Ne serait-ce qu’au regard de l’envolée des prix du foncier et de l’augmentation des prix des matières premières, les promoteurs jugent compliquée la réalisation des logements conventionnés dans les mêmes conditions que le programme initial.
Stabilisation des prix des matériaux de construction
En effet, ces deux dernières années, les prix des matériaux de construction ont affiché une hausse remarquable, de plus du double pour certains, pour se stabiliser ces dernières semaines. La brique, par exemple, a atteint 2 DH contre 1,5 DH auparavant, pour revenir à 1,7 DH, le bois est passé d’une moyenne de 23 DH à 50 DH, puis revenir à 40 DH et le rond à béton de 6,2 DH à 15 DH, il est actuellement à 11 DH. Même le ciment a affiché deux hausses consécutives de 5% en cette année. En même temps, la consommation nationale de cette matière est toujours en recul. A fin octobre, elle a atteint un peu plus de 10 millions de tonnes, en baisse de 9,2% par rapport à la même période une année auparavant. «Depuis quelques semaines, les prix se sont stabilisés. Cela dit, beaucoup de tensions restent sur deux produits essentiels : l’aluminium et le verre», reconnait David Toledano, président de la Fédération marocaine de l’industrie des matériaux de construction (FMC). Ceci impacte les filières qui y sont liées, telles que l’industrie du béton. Amine Maachi, président de l’Association marocaine de l’industrie du béton (AMIB) estime de son côté le recul de l’activité du secteur de 5%, en raison notamment d’un certain attentisme constaté dans l’auto-construction et la petite promotion immobilière. «Étant donné la forte concurrence formelle et informelle, dans le secteur, une partie de ces augmentations n’a pas été répercutée, baissant ainsi la rentabilité déjà faible des industriels». En revanche, le chiffre d’affaires ressort en quasi-stagnation, à près de 6 MMDH, due principalement à l’inflation. Les professionnels de l’AMIB souhaitent adopter une approche progressive et exclure l’informel d’abord techniquement en imposant, comme le font la majeure partie des pays développés, la certification Norme marocaine (NM) dans les marchés publics. Ensuite, à travers la conclusion de partenariats afin d’encourager les industriels à innover et à se distinguer par rapport à cette concurrence déloyale.
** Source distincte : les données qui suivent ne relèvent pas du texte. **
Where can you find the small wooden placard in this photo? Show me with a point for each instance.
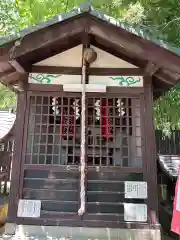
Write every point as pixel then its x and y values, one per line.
pixel 29 208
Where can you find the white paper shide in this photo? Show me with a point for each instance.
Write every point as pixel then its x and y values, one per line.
pixel 135 212
pixel 29 208
pixel 135 190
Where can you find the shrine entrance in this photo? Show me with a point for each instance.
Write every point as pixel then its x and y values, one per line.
pixel 52 155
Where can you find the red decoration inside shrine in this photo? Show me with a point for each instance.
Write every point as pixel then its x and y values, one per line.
pixel 106 120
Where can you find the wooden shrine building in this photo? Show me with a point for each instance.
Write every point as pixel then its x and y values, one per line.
pixel 85 156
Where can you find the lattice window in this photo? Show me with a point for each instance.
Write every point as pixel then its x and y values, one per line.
pixel 54 131
pixel 113 133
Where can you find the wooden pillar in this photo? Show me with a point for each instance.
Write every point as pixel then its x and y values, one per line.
pixel 16 165
pixel 150 157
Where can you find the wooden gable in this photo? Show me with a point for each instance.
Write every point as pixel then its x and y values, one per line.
pixel 53 44
pixel 73 58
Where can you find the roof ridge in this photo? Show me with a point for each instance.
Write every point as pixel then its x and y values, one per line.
pixel 138 30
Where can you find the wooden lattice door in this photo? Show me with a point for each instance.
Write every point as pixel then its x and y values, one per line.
pixel 52 155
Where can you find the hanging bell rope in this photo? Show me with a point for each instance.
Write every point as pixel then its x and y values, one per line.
pixel 89 56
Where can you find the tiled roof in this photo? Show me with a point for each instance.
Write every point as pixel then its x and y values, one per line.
pixel 139 30
pixel 7 121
Le marbre, lui, n’arrive toujours pas à décoller au vu des importantes importations que connaît le secteur. De même pour la céramique dont les prix ont affiché des hausses allant à 15%. «Ce contexte qui, rappelons-le, n’est pas propre au Maroc, est certes assez délicat. Mais il est important à signaler qu’aucune rupture d’approvisionnement n’est à déplorer au sein d’aucune des filières», assure Toledano.
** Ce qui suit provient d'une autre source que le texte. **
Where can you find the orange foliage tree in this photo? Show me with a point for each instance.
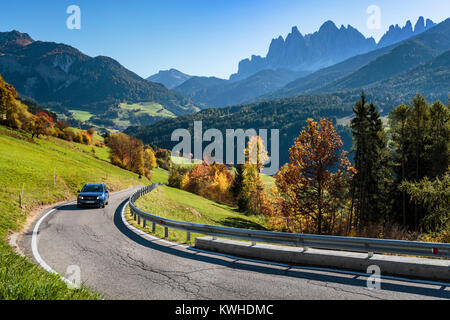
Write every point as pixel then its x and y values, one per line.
pixel 312 187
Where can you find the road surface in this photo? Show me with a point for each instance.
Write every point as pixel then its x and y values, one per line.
pixel 120 264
Le BTP entre marasmeet espoir
Le BTP pâtit également d’un marasme qui dure depuis 2020, comme l’atteste la valeur ajoutée du secteur qui n’a augmenté que de 0,8% au 3e trimestre, contre 1,7% au deuxième. De plus, le secteur a perdu 38 000 postes entre le 3e trimestre 2021 et celui de 2022. D’un autre côté, le secteur a connu la création de près de 17 000 entités en 2020, 22 000 en 2021 et plus de 14 000 jusqu’en septembre 2022, avec 1 472 radiations et 1 690 en phase de dissolution. Pourtant, bien des chantiers d’infrastructures sont lancés ou en cours de réalisation, aussi bien dans les grandes villes qu’au niveau des routes, ports et barrages. Cependant, «d’après les remontées de terrain et en l’absence de chiffres officiels actualisés de la Fédération, les dégâts sont beaucoup plus importants et touchent plusieurs entreprises qui souffrent de comportements négatifs de certains maîtres d’ouvrages, que ce soit en matière de gestion des délais, de traitement des réclamations, d’applications de pénalités, de résiliation…», explique Mohammed Mahboub, président de la FNBTP. «Toutes les entreprises, quelle que soit leur taille, font les frais de ces conditions. Soit elles ne peuvent pas poursuivre les projets en raison de l’absence d’un système équitable de révision des prix et d’un traitement juste des impacts de la hausse des coûts des matériaux, des problèmes d’approvisionnement des chantiers et de la multiplication des pénalités, soit elles essaient de survivre et d’achever les projets dont elles ont la charge avec l’espoir que les maîtres d’ouvrages et les pouvoirs publics interviennent pour limiter les dégâts», signale Mahboub.
La FNBTP table sur la concrétisation de plusieurs chantiers
Tout n’est pas forcément sombre dans l’écosystème de la construction. En dépit de toutes les difficultés, le président de la FNBTP estime que le prochain décret des marchés publics devra limiter la casse des prix, préjudiciable aux entreprises et à la qualité et la pérennité des projets. La fédération souhaite poursuivre la concrétisation du contrat programme et espère une poursuite de l’appui des pouvoirs publics face au secteur bancaire pour une plus grande prise en charge des besoins et des caractéristiques des entreprises du BTP.
A côté, certains grands chantiers restent ouverts tels que celui de la réforme du système de qualification des entreprises, notamment par la pleine implication dans la gouvernance du système, par la FNBTP. Par ailleurs, «un autre dossier stratégique, celui de la formation professionnelle, mérite qu’on y revienne dans un esprit de partenariat. De même que la gestion des centres de formation par les professionnels du secteur, à l’instar de ce qui est le cas pour l’automobile, le textile, les énergies, l’aéronautique», conclut Mahboub.